A “poison pill” provision, which could nullify the compacts between the tribes and the state, can be triggered if either tribes or the state allege the compact has been violated.
Borrelli’s bill seeks to quash those concerns by giving tribes exclusive domain over sports betting. Steve Hart, a gaming attorney representing the Navajo Nation, said SB 1163 would have no effect on gaming compact negotiations.
“This bill makes tribes that sole operator of sports betting in this state. It doesn’t take away from their exclusivity, it furthers their exclusivity,” Hart told the Appropriations Committee.
While some Democrats urged Borrelli to take a wait-and-see approach and let tribes work with Ducey on sports betting, Borrelli and representatives from the Navajo Nation said time is of the essence. Navajo leaders testified that the likely closure of the Navajo Generating Station, an economic driver for the Navajo, warrants a need for new revenue generators like sports betting.
Borrelli accused some tribal leaders of dragging their feet to try to defeat his legislation. The longer Arizona waits to act on sports betting, the less revenue will come to bear from bettors who will take their wagers elsewhere, he said.

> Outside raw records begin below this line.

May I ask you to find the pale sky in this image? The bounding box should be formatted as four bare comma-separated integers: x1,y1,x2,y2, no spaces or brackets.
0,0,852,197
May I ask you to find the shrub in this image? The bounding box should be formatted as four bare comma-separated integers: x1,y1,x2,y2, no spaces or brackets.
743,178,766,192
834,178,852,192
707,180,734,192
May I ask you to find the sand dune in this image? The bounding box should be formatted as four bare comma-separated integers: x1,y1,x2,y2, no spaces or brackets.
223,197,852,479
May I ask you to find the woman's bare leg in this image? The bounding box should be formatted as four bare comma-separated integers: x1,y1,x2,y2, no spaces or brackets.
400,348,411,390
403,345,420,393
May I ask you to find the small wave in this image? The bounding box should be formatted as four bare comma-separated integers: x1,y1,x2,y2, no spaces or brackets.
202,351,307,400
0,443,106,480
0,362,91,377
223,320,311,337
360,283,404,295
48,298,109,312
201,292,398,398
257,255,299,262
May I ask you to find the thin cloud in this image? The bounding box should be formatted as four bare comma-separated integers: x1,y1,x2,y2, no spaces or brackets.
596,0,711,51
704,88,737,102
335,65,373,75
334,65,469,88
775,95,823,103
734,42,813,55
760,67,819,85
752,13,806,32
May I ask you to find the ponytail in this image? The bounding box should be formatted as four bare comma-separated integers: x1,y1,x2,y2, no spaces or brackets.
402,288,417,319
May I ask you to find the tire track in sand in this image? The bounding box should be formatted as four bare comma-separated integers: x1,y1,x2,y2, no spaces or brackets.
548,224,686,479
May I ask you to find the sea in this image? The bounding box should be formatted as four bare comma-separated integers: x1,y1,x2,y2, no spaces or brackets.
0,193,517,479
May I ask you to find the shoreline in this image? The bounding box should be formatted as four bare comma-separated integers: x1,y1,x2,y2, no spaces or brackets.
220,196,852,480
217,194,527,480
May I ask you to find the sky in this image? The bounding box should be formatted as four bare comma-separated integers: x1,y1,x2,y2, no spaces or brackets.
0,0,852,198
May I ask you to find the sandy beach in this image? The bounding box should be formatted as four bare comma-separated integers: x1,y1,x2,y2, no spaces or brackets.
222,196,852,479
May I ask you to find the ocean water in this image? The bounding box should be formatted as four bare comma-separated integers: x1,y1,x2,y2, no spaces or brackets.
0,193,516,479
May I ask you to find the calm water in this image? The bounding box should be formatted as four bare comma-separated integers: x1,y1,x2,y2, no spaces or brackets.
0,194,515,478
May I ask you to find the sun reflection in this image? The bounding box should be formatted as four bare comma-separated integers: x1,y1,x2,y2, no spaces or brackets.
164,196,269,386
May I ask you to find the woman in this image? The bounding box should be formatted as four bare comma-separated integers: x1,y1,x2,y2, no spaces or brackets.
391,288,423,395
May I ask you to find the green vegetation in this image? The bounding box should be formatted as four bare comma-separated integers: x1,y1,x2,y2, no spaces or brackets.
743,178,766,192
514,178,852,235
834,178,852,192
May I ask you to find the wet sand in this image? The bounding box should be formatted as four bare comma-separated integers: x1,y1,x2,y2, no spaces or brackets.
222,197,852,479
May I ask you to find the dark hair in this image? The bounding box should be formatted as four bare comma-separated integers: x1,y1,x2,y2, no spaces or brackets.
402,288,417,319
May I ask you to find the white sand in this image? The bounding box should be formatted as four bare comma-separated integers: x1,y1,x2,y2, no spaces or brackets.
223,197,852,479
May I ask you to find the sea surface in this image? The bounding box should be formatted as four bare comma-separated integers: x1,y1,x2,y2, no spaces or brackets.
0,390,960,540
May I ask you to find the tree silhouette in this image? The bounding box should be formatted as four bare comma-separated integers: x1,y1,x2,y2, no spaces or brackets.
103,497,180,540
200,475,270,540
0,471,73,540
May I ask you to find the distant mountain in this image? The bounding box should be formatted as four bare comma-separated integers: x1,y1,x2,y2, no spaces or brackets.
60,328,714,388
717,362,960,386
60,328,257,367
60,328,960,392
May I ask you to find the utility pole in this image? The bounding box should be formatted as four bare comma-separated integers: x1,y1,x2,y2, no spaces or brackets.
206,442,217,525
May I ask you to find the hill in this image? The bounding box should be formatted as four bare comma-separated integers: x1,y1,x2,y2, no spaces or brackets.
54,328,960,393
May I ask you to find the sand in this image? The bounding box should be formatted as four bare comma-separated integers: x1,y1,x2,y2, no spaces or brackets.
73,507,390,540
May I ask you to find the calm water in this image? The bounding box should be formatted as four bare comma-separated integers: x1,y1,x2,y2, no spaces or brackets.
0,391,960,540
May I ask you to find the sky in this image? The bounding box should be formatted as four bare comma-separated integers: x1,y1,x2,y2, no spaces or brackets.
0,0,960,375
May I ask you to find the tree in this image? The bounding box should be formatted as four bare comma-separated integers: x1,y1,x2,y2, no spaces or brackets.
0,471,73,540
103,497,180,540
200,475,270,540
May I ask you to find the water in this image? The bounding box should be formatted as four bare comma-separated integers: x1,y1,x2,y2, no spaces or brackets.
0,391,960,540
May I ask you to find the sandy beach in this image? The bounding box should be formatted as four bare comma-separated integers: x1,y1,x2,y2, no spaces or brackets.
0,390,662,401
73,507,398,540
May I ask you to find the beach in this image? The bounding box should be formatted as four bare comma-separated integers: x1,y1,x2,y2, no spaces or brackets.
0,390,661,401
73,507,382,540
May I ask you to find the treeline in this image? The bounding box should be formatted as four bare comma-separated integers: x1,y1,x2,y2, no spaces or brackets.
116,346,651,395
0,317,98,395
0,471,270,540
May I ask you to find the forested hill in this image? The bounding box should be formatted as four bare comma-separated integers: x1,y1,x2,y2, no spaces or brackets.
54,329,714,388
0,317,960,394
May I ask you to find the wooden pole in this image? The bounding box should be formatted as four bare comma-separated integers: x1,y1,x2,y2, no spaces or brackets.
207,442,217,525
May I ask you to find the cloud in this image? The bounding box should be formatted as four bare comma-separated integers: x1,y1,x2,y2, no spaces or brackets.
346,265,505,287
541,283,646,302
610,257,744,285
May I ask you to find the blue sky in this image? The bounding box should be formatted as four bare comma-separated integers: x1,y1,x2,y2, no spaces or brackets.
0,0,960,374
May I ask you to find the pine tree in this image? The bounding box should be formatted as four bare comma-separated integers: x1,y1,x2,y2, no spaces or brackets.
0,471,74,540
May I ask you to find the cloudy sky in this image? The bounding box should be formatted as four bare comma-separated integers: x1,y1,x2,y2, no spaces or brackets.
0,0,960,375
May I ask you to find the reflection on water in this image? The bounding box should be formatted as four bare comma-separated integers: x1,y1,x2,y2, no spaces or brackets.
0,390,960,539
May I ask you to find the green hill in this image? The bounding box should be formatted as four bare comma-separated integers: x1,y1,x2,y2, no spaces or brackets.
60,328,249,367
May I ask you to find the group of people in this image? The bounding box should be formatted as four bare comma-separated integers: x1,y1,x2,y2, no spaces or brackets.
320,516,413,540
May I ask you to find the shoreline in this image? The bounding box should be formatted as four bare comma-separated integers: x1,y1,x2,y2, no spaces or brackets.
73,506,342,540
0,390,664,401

It’s time for Arizona to set up rules for a new industry, Borrelli said, adding that he has little faith in the tribes to swiftly negotiate a resolution with the governor.
“They keep saying this needs to be negotiated in the compact. They’ve been negotiating the compact for the last two and a half years, and nothings come from that,” he said.

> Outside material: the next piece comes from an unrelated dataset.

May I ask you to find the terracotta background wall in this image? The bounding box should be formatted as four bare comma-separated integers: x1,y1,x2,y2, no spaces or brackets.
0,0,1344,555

Borrelli noted that there’s no mandate in SB 1163 for tribes to operate sports betting machines. And a provision added to the bill makes sports betting conditional on the approval of an agreement between the governor and tribes operating casinos and Maricopa, Pima and Pinal counties that stipulates sports betting doesn’t violate the compacts.
That assurance was not enough for most tribes, who argued they’re not yet certain of what benefit, if any, sports betting will provide to their communities. Some tribal leaders testified that they don’t support allowing sports betting outside of casinos, a key provision of Borrelli’s bill.
Verlon Jose, treasurer of the Arizona Indian Gaming Association and vice chairman of the Tohono O’odham Nation, said Borrelli might understand those concerns if he’d spoken with more tribal leaders.
Jose testified that he had no idea what Borrelli even looked like before the hearing, and urged the Navajo Nation to consider the interests of all tribes.
“It’s a poorly written bill. It’s bad for tribes. It’s bad for Arizona. And it threatens the future of gaming compacts,” Jose said. “We look to our brothers in the Navajo Nation and others to sit down and have some discussions… You have to respect the tribes and their processes.”
In supporting the bill, Republicans said that the time to act is now.
“This is going to happen, and we have an obligation to make sure it’s managed in the correct way,” said Sen. Michelle Ugenti-Rita, R-Scottsdale.
Carmen Forman contributed to this report.